The king hid his palm in his face, and then turned his wheel-less revolving chair to the left, palming the slave underneath slightly so it would obey faster. “You are the cucker, if my memory doesn’t need to be trialed for betrayal. Is that right? Or is reality wrong again?”
“No, sir, you are right,” Cutbastra said, remembering who he was dealing with. Then he leaned over the King’s desk to peer over the window, at the mud streets below, where people fought with knives as a form of entertainment and a fat Pomeranian that had somehow found its way to this den of poverty and corruption acted as the referee.
He pointed at the scrap of mangled gold and gems over his head. “Of course I am, I am king. He who wears the crown wields nothing but the truth.”
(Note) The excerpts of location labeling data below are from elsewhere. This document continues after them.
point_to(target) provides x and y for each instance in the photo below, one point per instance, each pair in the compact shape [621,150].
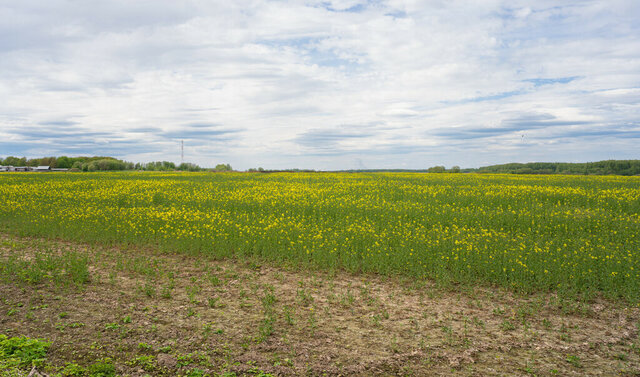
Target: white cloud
[277,75]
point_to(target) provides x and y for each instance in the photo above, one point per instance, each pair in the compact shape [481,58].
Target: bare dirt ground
[157,314]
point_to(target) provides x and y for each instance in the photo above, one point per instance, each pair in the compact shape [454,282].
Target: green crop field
[572,234]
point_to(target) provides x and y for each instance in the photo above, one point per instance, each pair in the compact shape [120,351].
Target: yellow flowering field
[573,234]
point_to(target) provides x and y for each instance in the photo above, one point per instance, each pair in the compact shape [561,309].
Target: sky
[326,85]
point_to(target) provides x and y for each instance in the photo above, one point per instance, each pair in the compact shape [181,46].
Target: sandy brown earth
[158,314]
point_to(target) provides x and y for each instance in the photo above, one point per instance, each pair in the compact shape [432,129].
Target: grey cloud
[522,123]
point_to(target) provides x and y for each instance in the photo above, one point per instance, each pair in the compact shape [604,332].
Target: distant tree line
[98,163]
[608,167]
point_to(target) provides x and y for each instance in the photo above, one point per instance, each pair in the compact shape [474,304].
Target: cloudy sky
[337,84]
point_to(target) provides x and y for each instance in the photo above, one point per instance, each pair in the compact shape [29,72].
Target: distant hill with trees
[99,163]
[607,167]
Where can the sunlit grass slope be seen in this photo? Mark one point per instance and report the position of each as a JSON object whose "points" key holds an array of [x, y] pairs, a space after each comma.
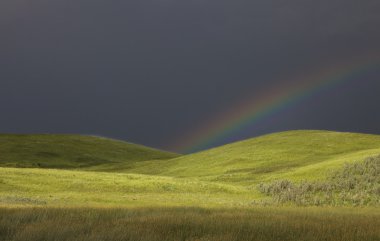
{"points": [[293, 155], [52, 187], [72, 151]]}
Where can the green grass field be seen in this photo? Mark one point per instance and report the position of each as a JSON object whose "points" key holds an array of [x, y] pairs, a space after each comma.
{"points": [[120, 191]]}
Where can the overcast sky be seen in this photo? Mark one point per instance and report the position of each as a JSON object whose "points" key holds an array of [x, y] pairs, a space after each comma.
{"points": [[151, 71]]}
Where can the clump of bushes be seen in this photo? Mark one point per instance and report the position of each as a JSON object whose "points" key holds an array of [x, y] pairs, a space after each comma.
{"points": [[355, 184]]}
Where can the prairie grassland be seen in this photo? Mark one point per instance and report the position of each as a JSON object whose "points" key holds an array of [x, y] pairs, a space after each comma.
{"points": [[191, 224]]}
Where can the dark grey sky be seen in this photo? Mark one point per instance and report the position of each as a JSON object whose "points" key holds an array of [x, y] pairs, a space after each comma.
{"points": [[150, 71]]}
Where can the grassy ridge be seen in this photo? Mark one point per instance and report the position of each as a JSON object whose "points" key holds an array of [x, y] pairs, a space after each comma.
{"points": [[265, 224], [72, 151], [48, 187], [295, 155]]}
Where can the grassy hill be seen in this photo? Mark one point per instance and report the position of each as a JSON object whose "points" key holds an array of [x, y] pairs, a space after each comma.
{"points": [[139, 176], [294, 155], [72, 151]]}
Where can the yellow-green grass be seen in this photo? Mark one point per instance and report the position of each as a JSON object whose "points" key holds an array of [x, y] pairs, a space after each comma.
{"points": [[294, 155], [104, 172], [48, 187], [190, 224], [72, 151]]}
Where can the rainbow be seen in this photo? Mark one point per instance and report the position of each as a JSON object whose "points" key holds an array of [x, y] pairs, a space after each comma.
{"points": [[251, 110]]}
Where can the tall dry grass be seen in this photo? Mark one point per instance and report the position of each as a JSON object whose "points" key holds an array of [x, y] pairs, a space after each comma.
{"points": [[190, 224]]}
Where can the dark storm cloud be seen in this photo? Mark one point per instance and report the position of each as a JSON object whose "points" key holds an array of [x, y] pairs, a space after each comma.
{"points": [[149, 70]]}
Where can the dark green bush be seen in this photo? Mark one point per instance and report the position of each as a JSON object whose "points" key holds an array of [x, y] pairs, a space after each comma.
{"points": [[355, 184]]}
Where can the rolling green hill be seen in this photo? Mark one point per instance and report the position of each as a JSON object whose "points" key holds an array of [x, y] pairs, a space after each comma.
{"points": [[293, 155], [72, 151], [114, 173]]}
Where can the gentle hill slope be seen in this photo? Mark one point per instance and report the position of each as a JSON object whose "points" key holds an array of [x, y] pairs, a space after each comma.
{"points": [[293, 154], [72, 151]]}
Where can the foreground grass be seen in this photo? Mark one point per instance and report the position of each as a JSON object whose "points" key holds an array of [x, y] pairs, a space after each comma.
{"points": [[265, 224]]}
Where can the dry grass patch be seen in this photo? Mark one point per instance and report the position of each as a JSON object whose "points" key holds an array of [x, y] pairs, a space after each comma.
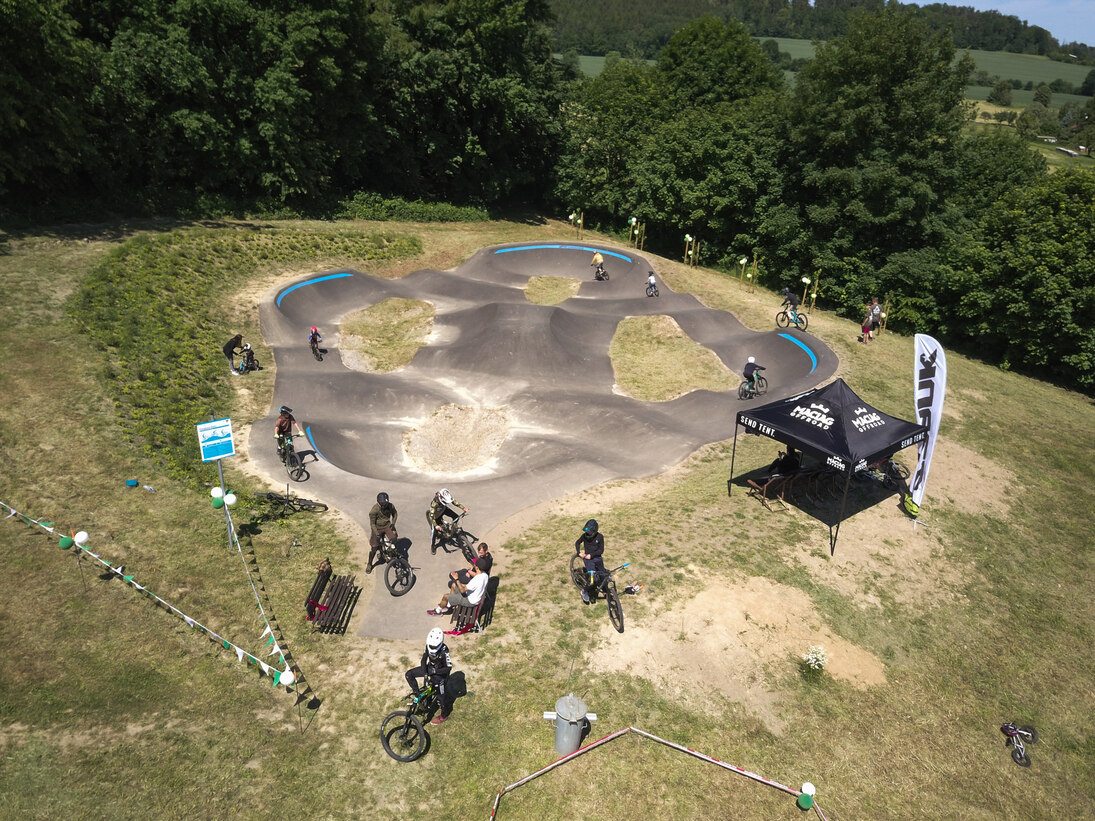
{"points": [[385, 336], [655, 361], [551, 290]]}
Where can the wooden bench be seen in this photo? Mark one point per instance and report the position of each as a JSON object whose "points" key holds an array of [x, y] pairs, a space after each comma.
{"points": [[770, 488], [322, 577], [468, 617], [338, 601]]}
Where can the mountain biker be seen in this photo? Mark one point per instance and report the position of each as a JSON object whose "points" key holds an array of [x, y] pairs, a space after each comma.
{"points": [[590, 546], [436, 666], [284, 426], [248, 360], [750, 372], [381, 522], [442, 506], [465, 596], [598, 265], [791, 300], [230, 347]]}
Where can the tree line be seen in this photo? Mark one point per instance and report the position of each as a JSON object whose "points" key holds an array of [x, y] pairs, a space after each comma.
{"points": [[612, 25], [209, 103], [864, 177]]}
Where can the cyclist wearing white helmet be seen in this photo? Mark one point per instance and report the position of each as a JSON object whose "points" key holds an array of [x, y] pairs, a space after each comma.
{"points": [[436, 666], [751, 370], [442, 506]]}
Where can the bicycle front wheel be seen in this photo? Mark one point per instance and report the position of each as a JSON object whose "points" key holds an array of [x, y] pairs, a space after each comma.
{"points": [[615, 611], [399, 577], [578, 571], [403, 736]]}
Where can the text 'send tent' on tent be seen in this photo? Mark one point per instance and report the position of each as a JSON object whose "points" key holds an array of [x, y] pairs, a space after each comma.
{"points": [[837, 427]]}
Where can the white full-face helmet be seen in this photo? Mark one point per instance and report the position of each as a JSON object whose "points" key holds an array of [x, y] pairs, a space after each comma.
{"points": [[434, 639]]}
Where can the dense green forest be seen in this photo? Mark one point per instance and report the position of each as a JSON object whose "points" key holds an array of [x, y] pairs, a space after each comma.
{"points": [[612, 25], [865, 176]]}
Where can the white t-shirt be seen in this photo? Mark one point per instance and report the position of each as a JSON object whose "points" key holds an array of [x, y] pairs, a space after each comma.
{"points": [[476, 588]]}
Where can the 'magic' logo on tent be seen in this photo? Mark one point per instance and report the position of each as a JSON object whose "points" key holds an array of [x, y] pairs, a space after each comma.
{"points": [[816, 414], [866, 420]]}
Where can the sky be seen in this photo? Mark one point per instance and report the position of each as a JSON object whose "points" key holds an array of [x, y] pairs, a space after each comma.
{"points": [[1070, 21]]}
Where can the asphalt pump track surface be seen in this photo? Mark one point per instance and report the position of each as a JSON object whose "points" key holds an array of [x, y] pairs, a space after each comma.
{"points": [[545, 368]]}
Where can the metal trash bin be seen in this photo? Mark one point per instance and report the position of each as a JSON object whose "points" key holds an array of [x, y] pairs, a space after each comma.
{"points": [[569, 723]]}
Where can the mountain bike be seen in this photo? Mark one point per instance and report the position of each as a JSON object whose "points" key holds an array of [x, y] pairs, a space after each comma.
{"points": [[791, 316], [452, 534], [402, 732], [891, 474], [606, 587], [748, 390], [399, 575], [1016, 737], [291, 460], [285, 504]]}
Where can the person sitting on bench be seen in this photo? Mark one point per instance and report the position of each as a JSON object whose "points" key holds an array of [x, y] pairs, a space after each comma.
{"points": [[484, 561], [469, 594]]}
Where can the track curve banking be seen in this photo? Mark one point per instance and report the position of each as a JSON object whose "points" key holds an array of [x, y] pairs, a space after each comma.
{"points": [[491, 348]]}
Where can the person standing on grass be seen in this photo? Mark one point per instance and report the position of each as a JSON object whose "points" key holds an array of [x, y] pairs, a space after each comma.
{"points": [[230, 347], [876, 316]]}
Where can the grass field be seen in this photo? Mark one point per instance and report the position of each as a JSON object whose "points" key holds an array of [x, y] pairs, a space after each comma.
{"points": [[114, 708]]}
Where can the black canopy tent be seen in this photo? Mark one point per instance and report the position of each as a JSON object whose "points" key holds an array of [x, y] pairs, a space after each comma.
{"points": [[837, 427]]}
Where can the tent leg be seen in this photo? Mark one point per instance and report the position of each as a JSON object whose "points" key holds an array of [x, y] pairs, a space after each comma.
{"points": [[843, 502], [734, 452]]}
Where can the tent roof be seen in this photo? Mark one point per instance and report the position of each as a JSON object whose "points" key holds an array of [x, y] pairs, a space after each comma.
{"points": [[834, 424]]}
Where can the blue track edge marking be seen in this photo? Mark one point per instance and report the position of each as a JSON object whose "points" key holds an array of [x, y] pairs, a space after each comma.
{"points": [[308, 432], [287, 291], [805, 347], [566, 247]]}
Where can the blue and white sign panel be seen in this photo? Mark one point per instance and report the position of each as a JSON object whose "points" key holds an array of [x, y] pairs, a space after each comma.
{"points": [[215, 438]]}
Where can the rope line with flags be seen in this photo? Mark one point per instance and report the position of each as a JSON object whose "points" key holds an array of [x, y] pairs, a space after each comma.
{"points": [[287, 675]]}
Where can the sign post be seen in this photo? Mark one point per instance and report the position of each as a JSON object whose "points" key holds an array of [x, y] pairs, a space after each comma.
{"points": [[215, 439]]}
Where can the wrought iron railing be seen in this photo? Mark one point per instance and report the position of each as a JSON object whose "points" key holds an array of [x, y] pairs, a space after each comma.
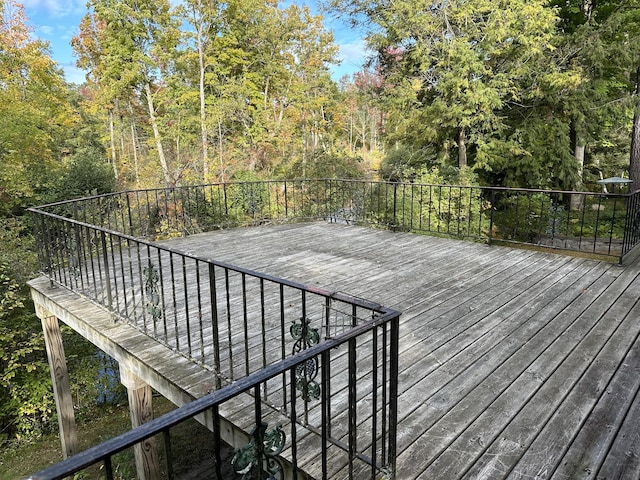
{"points": [[239, 324], [338, 446], [600, 224], [245, 325]]}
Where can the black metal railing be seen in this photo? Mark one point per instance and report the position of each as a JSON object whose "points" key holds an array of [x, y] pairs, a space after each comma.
{"points": [[337, 446], [242, 324], [238, 323], [601, 224]]}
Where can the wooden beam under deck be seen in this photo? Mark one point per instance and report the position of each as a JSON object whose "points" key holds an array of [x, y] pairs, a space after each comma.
{"points": [[513, 363]]}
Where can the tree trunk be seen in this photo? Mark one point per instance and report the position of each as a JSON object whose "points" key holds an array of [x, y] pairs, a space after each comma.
{"points": [[634, 160], [112, 139], [203, 110], [462, 148], [134, 146], [587, 9], [156, 135]]}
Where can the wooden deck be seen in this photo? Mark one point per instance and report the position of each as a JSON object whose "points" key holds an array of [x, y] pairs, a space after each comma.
{"points": [[513, 363]]}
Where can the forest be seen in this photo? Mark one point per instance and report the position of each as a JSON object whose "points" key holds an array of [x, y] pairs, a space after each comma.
{"points": [[519, 93]]}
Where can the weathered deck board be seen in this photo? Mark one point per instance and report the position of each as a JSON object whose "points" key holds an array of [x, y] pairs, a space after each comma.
{"points": [[513, 363]]}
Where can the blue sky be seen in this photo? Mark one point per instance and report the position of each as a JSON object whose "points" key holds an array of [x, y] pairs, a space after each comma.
{"points": [[56, 21]]}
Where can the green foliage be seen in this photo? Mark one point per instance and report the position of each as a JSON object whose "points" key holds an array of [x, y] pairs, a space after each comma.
{"points": [[26, 404], [86, 173]]}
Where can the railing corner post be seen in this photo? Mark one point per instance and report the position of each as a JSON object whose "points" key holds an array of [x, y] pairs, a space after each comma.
{"points": [[491, 209]]}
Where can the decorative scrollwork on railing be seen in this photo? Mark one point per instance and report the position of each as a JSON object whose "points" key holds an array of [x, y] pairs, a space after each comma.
{"points": [[151, 279], [71, 247], [306, 373], [247, 457]]}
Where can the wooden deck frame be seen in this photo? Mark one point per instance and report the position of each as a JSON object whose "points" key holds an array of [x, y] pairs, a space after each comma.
{"points": [[514, 364]]}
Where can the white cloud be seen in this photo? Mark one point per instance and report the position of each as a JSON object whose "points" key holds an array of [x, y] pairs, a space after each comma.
{"points": [[45, 29], [56, 8]]}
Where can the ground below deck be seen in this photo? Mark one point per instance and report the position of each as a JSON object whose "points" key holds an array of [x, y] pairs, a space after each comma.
{"points": [[513, 363]]}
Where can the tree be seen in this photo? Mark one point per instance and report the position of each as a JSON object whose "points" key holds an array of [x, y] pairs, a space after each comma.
{"points": [[600, 39], [459, 65], [34, 113], [128, 46]]}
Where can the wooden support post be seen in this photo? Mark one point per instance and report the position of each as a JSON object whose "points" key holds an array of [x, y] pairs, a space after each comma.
{"points": [[60, 378], [141, 410]]}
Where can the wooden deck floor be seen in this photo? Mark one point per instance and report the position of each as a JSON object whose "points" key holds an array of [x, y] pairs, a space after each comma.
{"points": [[513, 363]]}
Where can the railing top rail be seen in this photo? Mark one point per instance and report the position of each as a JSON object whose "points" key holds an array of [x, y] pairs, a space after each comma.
{"points": [[346, 180], [138, 434]]}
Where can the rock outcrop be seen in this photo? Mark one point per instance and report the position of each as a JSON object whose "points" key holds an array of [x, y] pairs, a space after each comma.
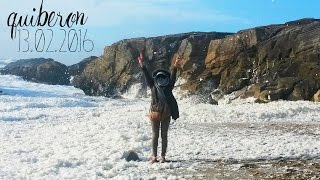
{"points": [[272, 62], [282, 60], [117, 69], [77, 69], [39, 70]]}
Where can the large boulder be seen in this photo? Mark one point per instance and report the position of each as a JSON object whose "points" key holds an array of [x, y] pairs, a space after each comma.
{"points": [[117, 69], [39, 70], [284, 58]]}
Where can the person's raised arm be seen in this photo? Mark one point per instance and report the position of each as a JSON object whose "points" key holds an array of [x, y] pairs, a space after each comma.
{"points": [[173, 76], [145, 71]]}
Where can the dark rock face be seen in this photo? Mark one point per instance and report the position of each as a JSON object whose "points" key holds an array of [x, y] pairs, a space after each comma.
{"points": [[117, 69], [78, 68], [39, 70], [274, 62], [284, 59]]}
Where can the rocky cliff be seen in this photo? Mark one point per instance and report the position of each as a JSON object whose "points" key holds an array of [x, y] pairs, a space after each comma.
{"points": [[117, 69], [270, 62]]}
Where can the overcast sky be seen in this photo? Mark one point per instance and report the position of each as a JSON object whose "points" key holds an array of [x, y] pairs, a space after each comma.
{"points": [[112, 20]]}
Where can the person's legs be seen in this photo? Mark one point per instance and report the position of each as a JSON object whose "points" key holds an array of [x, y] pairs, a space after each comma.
{"points": [[155, 136], [164, 134]]}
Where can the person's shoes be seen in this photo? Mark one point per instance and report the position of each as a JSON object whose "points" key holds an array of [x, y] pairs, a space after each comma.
{"points": [[163, 159], [153, 159]]}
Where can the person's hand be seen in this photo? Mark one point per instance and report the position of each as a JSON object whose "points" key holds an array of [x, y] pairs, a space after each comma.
{"points": [[178, 61], [140, 59]]}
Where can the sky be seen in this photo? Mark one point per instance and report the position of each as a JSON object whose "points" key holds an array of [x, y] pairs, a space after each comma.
{"points": [[112, 20]]}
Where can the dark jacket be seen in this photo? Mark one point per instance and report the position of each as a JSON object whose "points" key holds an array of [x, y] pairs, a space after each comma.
{"points": [[167, 91]]}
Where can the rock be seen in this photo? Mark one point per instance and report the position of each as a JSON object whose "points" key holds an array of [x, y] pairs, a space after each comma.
{"points": [[266, 54], [276, 61], [39, 70], [117, 69], [316, 96], [131, 156], [78, 68]]}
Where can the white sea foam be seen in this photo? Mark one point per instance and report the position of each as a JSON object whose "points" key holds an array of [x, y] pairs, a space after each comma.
{"points": [[56, 132]]}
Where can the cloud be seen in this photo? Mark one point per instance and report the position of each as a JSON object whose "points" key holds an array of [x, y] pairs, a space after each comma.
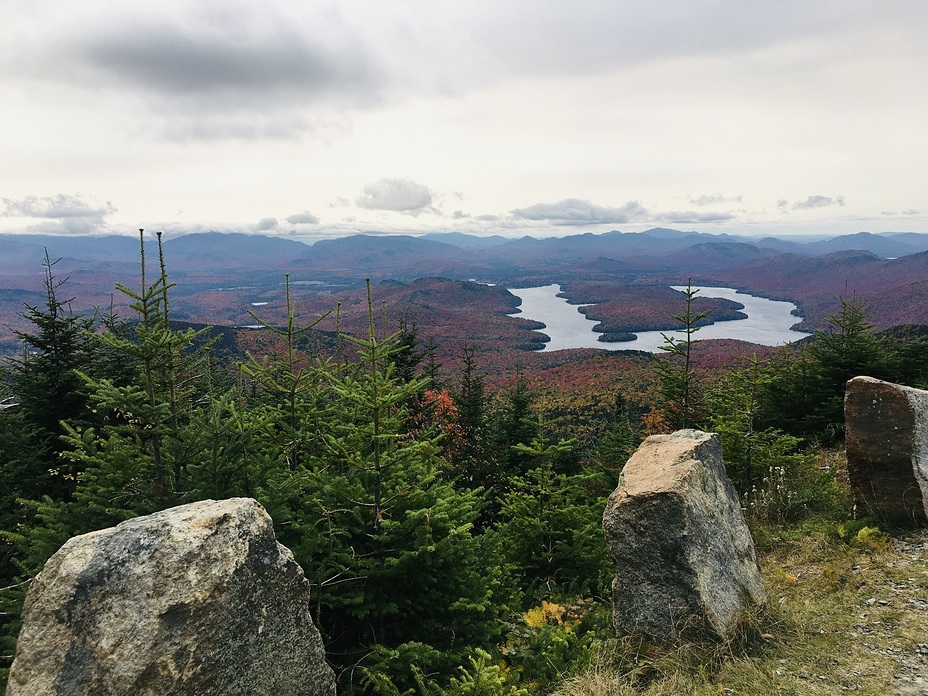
{"points": [[61, 214], [573, 211], [265, 224], [60, 206], [304, 218], [208, 72], [691, 217], [818, 202], [714, 199], [401, 195]]}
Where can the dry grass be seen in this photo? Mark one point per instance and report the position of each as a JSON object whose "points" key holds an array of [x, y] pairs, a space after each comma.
{"points": [[842, 618]]}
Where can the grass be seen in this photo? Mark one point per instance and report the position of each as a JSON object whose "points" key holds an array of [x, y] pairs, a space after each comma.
{"points": [[842, 617]]}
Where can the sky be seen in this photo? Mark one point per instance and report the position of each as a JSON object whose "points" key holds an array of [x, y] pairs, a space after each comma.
{"points": [[333, 117]]}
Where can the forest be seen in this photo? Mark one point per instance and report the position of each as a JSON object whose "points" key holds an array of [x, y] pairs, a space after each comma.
{"points": [[448, 516]]}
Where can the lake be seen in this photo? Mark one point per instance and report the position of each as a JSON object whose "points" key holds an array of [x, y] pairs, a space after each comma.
{"points": [[768, 323]]}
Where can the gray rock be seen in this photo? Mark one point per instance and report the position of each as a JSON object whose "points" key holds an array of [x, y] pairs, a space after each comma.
{"points": [[887, 450], [685, 560], [197, 599]]}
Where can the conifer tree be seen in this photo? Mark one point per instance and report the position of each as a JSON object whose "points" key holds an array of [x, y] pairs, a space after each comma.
{"points": [[679, 392]]}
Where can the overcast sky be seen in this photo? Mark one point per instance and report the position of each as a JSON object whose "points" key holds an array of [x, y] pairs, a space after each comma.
{"points": [[331, 117]]}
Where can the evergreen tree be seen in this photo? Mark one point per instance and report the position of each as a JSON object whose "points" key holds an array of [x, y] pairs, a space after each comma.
{"points": [[805, 395], [679, 391], [394, 561], [47, 387], [551, 522], [514, 425]]}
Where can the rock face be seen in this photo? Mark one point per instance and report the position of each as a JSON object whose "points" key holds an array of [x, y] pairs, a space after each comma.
{"points": [[887, 450], [197, 599], [685, 560]]}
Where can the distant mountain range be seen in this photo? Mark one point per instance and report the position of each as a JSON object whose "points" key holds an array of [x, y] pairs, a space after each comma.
{"points": [[404, 255], [220, 275]]}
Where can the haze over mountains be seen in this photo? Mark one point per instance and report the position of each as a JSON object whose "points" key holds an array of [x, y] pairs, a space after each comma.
{"points": [[220, 276]]}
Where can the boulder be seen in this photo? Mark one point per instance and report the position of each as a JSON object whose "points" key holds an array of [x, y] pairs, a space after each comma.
{"points": [[684, 558], [197, 599], [887, 450]]}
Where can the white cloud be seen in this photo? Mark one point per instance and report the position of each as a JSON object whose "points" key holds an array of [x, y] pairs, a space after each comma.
{"points": [[573, 211], [60, 214], [59, 206], [400, 195], [304, 218], [714, 199], [265, 224], [818, 202]]}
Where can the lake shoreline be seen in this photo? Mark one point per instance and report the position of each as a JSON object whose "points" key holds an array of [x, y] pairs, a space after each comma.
{"points": [[767, 322]]}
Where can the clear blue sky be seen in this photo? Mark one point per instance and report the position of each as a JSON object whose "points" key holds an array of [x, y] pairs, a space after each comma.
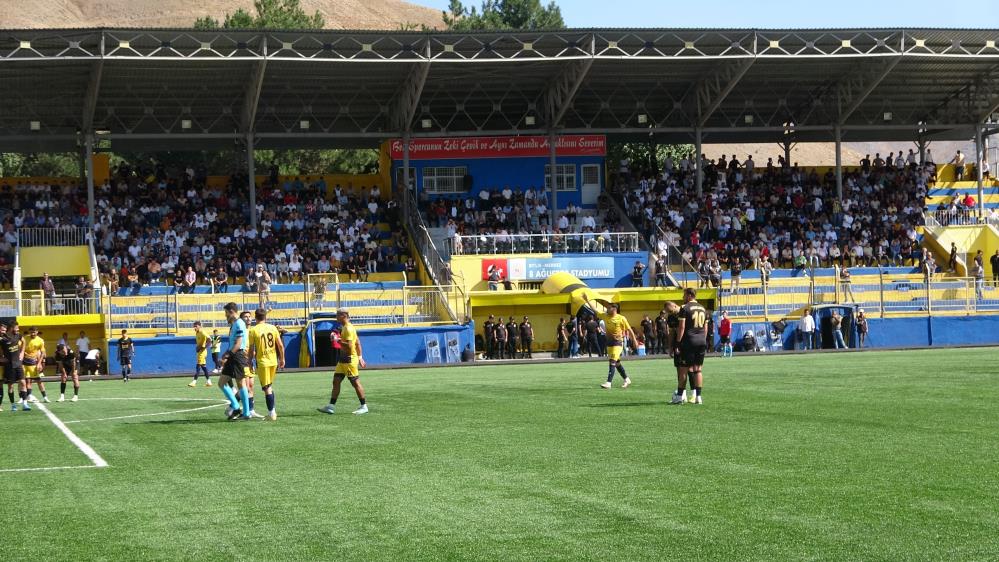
{"points": [[771, 13]]}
“I thought this was a parliamentary monarchy. Why are people so poor?”
“Because it is a parliamentary monarchy.”
Cutbastra leaned back , hands joined in front of his mouth. “Why do they live like this if they can vote?”
The king shrugged and swiveled his slave-powered chair to face Cutbastra once more. “Just because we have elections it doesn’t mean any of the candidates are on their side.”
“Democracy 101, I see.” Cutbastra tilted his head back, switching his attention to the gold-patterned, impolite red ceiling as he thought. “Well, I need people to be married to cultivate and save our planet from a world ending threat, so… can you force marriages for everyone above the age of consent?”
The king considered it a second. “How does this benefit me, again?”
“The world doesn’t end?”
“Right, that would be bad for the economy. Go fetch the prime minister, I will talk to him about your proposal.”
Cutbastra stood from his chair with renewed energy. “Where can I find him or her?”
“Partaking in the knife fight. He supports them as the national sport.”
“Why would anyone do that? And which one of the participant is he? the long or short haired one?”
“Well, the alternative was dog fights, and he is a great lover of animals. He even fucked some literal bitches.”
Cutbastra’s face became a testament to the punishment righteous men all over the world were subjected to. He raised a finger to protest, but the King gestured for him to lower it.
“It’s not as bad as it sounds, the prime minister is just the arbiter of the fight.”
Cutbastra’s brain did 2+2 and he smiled stupidly as his eyes became a thin line. “is he the Pomeranian?”
“Indeed, he is the most honest PM we ever had.”
Cutbastra felt joy surging from the depths of his soul and washing all over him for a moment, just for it to be crushed by the absurdity of reality immediately afterwards. “You need to consult a dog to legalize forced marriage?” he said, raising an eyebrow like a man that is absolutely convinced that he can cuck the guillotine into submission.
The king smiled for the first time since their unexpected , at least for him, rendezvous. “Indeed, he’s the incumbent prime minister.”
Cutbastra left his chair, and without further speaking, shuffled his feet out of the office. He wasn’t going to rush to fetch the PM pom. What could the king do? Deny him? The king? A married man? Ha, he better didn't!